Society’s use of fossil fuels is putting the world’s marine life through a high-risk chemistry experiment with no fail-safes in place and no way to turn back. Earlier in Earth’s history, changes in ocean conditions that were much slower than today still managed to wipe out 95 percent of marine species. If emissions continue at current rates, our planet is risking a similar mass extinction event, one that could begin within our lifetimes.

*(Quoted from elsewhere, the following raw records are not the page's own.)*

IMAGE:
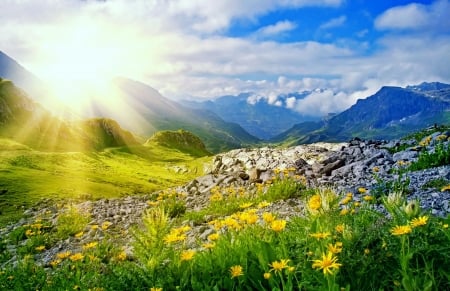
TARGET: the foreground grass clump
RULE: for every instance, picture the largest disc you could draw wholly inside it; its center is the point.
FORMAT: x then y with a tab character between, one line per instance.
338	242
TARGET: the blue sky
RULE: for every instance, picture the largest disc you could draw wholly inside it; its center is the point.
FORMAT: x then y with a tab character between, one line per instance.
203	49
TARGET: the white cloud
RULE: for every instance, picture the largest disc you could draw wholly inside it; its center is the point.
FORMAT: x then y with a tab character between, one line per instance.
416	16
335	22
277	28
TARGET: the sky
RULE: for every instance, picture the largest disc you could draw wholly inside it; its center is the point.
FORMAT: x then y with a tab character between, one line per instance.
196	49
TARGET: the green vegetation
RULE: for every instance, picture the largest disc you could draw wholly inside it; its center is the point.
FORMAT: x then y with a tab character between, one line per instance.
27	176
338	244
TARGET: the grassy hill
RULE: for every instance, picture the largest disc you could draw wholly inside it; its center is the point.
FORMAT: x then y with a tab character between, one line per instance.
27	176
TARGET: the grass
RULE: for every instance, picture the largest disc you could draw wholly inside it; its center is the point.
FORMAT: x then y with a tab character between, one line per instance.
28	176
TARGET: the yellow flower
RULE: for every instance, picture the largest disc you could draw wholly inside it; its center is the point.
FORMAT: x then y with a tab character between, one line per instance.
340	228
263	204
39	248
76	257
362	190
401	230
336	248
246	205
236	271
213	237
268	217
278	225
320	235
419	221
187	255
327	264
63	255
79	234
208	245
315	202
90	245
106	225
122	256
278	266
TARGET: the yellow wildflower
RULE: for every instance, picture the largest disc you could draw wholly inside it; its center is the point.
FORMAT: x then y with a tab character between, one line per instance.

These impacts will ripple up to threaten people as well, who are at the top of the ocean food web. In September 2012, an Oceana report entitled “Ocean-Based Food Security Threatened in a High CO2 World” ranked nations based on their vulnerability to reductions in seafood production due to climate change and ocean acidification. Many island nations rely on seafood as one of their main food sources, since it is the cheapest and most readily available source of protein. Threats to seafood especially threaten small-scale fishermen, who simply aren’t capable of following fish into distant waters.
Reducing carbon dioxide emissions is the only way to confront global ocean acidification and the primary means to stop climate change. Oceana is currently working to limit pollution emissions that threaten the ocean by halting the expansion of offshore drilling and supporting clean energy solutions like offshore wind. In the Atlantic Ocean, oil companies are trying to take their first step toward drilling for offshore oil and gas with seismic airgun surveys that would injure dolphins and whales with loud blasts. The more oil they find and the more drilling that occurs, the worse climate change becomes.
The current rate of change in ocean conditions is simply too high for many marine animals to adapt, but to avoid further harm, society needs to create an even faster rate of change in energy supply options. If not, our planet risks losing the diversity and abundance of ocean life that we all depend on.